Question: One mole of an ideal gas \[\left( {{C_{v,m}} = \dfrac{5}{2}R} \right)\] at \[300{\text{ }}k\]and\[5{...

Question

One mole of an ideal gas $\left( {{C_{v,m}} = \dfrac{5}{2}R} \right)$ at $300{\text{ }}k$ and $5{\text{ }}atm$ is expanded adiabatically to a final Pressure of $2{\text{ }}atm$ against a constant pressure of $2{\text{ }}atm$ . Final temperature of the gas is:
(A) $270K$
(B) $273K$
(C) $248.5K$
(D) $200K$

Answer 1

Solution

students remember that in adiabatic process work done is equal to change in internal energy. So use the formula for work done in terms of temperature to find the final temperature of the system,work done is expressed in terms of temperature. We use the first law of thermodynamics. The law of conservation of energy states that the total energy of an isolated system is constant; energy can be transformed from one form to another, but can be neither created nor destroyed.
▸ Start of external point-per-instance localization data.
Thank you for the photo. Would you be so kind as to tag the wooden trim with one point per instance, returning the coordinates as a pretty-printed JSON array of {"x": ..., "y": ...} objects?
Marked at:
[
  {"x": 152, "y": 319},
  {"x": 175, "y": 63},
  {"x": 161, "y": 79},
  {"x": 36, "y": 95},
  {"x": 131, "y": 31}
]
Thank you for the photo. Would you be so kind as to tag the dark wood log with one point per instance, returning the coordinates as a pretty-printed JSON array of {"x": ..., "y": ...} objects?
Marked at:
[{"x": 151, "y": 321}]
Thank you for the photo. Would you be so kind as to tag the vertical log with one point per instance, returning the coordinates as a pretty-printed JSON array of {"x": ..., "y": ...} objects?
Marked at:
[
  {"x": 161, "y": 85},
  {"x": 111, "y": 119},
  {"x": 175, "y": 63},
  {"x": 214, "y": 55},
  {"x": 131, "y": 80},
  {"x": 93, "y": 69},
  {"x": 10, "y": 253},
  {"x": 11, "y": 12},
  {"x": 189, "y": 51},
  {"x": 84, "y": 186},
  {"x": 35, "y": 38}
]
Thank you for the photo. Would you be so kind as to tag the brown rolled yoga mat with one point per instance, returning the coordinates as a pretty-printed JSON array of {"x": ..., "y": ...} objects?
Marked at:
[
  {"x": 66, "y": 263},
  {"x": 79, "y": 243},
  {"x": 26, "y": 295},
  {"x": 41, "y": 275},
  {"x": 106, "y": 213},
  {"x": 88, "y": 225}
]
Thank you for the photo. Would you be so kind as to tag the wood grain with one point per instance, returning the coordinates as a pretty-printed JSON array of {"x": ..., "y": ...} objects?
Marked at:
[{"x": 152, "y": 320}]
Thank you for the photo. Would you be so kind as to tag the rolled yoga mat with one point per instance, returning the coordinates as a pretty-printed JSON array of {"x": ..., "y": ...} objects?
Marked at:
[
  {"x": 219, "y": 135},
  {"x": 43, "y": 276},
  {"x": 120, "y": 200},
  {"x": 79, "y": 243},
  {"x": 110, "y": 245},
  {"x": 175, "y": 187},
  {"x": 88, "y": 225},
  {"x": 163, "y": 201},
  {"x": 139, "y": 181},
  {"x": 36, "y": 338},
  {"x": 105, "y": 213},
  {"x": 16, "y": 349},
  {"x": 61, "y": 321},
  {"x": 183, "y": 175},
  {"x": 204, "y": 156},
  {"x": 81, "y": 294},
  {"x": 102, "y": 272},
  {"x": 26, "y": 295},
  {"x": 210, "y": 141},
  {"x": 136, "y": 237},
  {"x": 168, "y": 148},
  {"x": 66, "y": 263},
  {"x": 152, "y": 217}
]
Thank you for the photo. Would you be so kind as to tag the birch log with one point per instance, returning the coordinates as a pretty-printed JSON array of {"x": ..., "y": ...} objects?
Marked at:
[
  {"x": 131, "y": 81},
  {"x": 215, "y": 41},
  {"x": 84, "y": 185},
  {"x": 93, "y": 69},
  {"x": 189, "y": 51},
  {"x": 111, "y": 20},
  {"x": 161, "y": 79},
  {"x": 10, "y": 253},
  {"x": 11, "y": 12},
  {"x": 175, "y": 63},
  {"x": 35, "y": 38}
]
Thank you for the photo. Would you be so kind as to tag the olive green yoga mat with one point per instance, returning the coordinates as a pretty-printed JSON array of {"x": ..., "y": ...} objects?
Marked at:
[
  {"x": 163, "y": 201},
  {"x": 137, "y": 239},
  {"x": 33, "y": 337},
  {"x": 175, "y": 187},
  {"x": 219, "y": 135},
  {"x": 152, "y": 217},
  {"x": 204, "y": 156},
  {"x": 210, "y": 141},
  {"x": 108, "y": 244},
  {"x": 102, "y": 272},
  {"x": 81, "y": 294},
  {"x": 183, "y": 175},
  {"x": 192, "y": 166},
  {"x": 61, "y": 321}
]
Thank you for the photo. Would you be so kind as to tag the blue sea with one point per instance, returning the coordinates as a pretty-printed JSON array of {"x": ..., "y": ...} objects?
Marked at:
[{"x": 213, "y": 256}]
Complete step by step answer:
The parameters given in the question are:
Number of mole $\left( n \right){\text{ }} = {\text{ }}1{\text{ }}mole$
Initial pressure $\left( {{P_1}} \right){\text{ }} = {\text{ }}5{\text{ }}atm$
Final pressure $\left( {{P_2}} \right){\text{ }} = {\text{ }}2{\text{ }}atm$
External pressure $\left( {{P_{ext}}} \right){\text{ }} = {\text{ }}2{\text{ }}atm$
Initial temperature $\left( {{T_1}} \right){\text{ }} = {\text{ }}300{\text{ }}k$
${C_{v,m}} = \dfrac{5}{2}R$
We have to find final temp (T2)
In an adiabatic process
$\Delta Q{\text{ }} = {\text{ }}0$
By first law of thermodynamics
$\Delta Q = \Delta U + \Delta W \\\ \Delta U + \Delta W = 0 \\\ n{C_v}\Delta T + \Delta W = 0 \\\ \Delta W = - n{C_v}\Delta T \\\ \\\$
Also,
$\Delta W = - {P_{Ext}}\Delta V \\\ {P_{Ext}}\Delta V = - n{C_v}\Delta T \\\ {P_{Ext}}({V_2} - {V_1}) = - n{C_v}({T_2} - {T_1}) \\\ {P_{Ext}}\left( {\dfrac{{nR{T_2}}}{{{P_2}}} - \dfrac{{nR{T_1}}}{{{P_1}}}} \right) = - n{C_v}({T_2} - {T_1}) \\\ {P_{Ext}}R\left( {\dfrac{{{T_2}}}{{{P_2}}} - \dfrac{{{T_1}}}{{{P_1}}}} \right) = - {C_v}({T_2} - {T_1}) \\\ 2R\left( {\dfrac{{{T_2}}}{2} - \dfrac{{300}}{5}} \right) = - \dfrac{5}{2}R({T_2} - 300) \\\ 2\left( {\dfrac{{{T_2}}}{2} - 60} \right) = - \dfrac{5}{2}({T_2} - 300) \\\ {T_2} - 120 = - \dfrac{5}{2}{T_2} + 750 \\\ {T_2} + \dfrac{5}{2}{T_2} = 120 + 750 \\\ \dfrac{7}{2}{T_2} = 870 \\\ {T_{_2}} = 248.5K \\\$
Hence, the correct option is (C).

Note: Some important types of thermodynamic process are :
1)Isochoric process : In an isochoric process the volume of the system remains constant. Hence the work done by the system is zero.
2)Isobaric process : In an Isobaric process the pressure of the system remains constant.
3)Isothermal process : In an Isothermal process the temperature of the system remains constant throughout the process. Isothermal process is carried out very slowly so that there is a heat exchange between the system and the surrounding so that temperature can remain constant .
4)Adiabatic process : In an Adiabatic process there is no heat exchange between the system and the surroundings.
In adiabatic processes there is no heat exchange between the system and surroundings . Hence by the first law of thermodynamics the work is done in terms of internal energy.